My best friend was sent the e-mail below from a guy she had only e-mailed with, they met on Match.com.  As you read this remember they have never met in person or even spoke on the phone!

On Mon, Sep 29, 2008 at 11:28 AM, Jonathon wrote: what’s your week looking like?

Poshgirl32 Friend: crazy…well maybe not crazy, but I have a lot of night time activities.  I’m hoping my weekend will be entirely consumed with the Hardly Strictly Bluegrass Festival.  Are you going?

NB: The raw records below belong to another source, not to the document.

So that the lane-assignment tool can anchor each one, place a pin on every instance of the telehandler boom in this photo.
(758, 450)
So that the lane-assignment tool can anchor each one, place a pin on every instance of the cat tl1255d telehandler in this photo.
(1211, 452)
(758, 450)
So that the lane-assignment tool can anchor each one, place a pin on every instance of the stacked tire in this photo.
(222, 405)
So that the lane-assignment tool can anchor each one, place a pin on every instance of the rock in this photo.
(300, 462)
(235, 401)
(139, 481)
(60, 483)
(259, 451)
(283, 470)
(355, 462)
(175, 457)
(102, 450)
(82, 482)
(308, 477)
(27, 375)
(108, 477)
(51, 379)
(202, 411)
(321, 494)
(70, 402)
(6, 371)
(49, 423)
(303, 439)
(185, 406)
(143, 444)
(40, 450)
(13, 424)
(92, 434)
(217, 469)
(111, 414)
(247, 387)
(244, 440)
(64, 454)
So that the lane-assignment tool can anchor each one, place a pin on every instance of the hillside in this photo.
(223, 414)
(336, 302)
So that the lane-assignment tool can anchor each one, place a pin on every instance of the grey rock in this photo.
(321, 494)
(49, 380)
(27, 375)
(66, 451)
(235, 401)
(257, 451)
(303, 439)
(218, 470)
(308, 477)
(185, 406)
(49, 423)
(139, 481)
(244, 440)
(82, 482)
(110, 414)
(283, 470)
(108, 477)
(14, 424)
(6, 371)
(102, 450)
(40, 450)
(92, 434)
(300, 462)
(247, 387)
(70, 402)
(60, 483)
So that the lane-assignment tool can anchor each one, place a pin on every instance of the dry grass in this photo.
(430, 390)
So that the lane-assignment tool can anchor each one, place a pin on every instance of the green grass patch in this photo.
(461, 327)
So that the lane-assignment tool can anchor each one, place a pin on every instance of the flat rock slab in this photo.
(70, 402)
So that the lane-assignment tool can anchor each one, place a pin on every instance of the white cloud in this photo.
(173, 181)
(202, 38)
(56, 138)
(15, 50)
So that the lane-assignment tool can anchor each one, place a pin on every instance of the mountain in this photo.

On Wed, Oct 1, 2008 at 12:15 PM, Jonathon  wrote: I am not going…I wanted to, but we’ve got a new roommate moving in on Saturday and then I’m going to the 49ers game on sunday with a bunch of buddies. Maybe next week?

PoshGirl32 Friend: Next week.  yes, let’s.  I’m sure we will chat in the meantime.  Do you have my number still?

On Oct 6, 2008, at 10:25 AM, Jonathon  wrote: Hey, sorry, end of the week got really busy.  I looked for your number and it doesn’t seem as if I still have it.  How was the concert last weekend?  Some friends and I went to Love Fest for a bit…very loud with lots of naked old men; a typical SF event, I suppose.

-Jonathon

Poshgirl32 friend:
The concert was good.  There were so many people there that at times it got hard to get close enough to the really popular bands, but it’s a free music festival, so I was not about to complain.  I haven’t been to Love Fest in a couple years.  Glad to hear it hasn’t changed.
Anyways… my number: ***-***-****

Mon, Oct 13, 2008 at 10:12 AM Jonathon wrote:
Hey, sorry I haven’t called, I’ve just been so busy with work lately and my weekends have just been jammed.  It’s not that I’m not interested, I’ve just been busy – but more than that, I think I need some time off from new people.  It sounds mean, but I’m still sorting through the pieces of my last relationship and would rather not run the risk of jumping into any sort of rebound situation because that isn’t fair to anyone.  Maybe this all sounds a little funny, but there are just a lot of things that I need to do on my own right now and I don’t want to lead anyone on in anyway.

Hope you have a great week.

Cheers,

Jonathon

PoshGirl32: omg.  he so dumped you.  ha!

PoshGirl32 Friend: also I love how he used the busy with work/just got out of a relationship/need time to myself trifecta of cliches. And I’m pretty sure the “It’s not that I’m not interested” is a euphemism for “It’s not you it’s me.”   What a douchebag.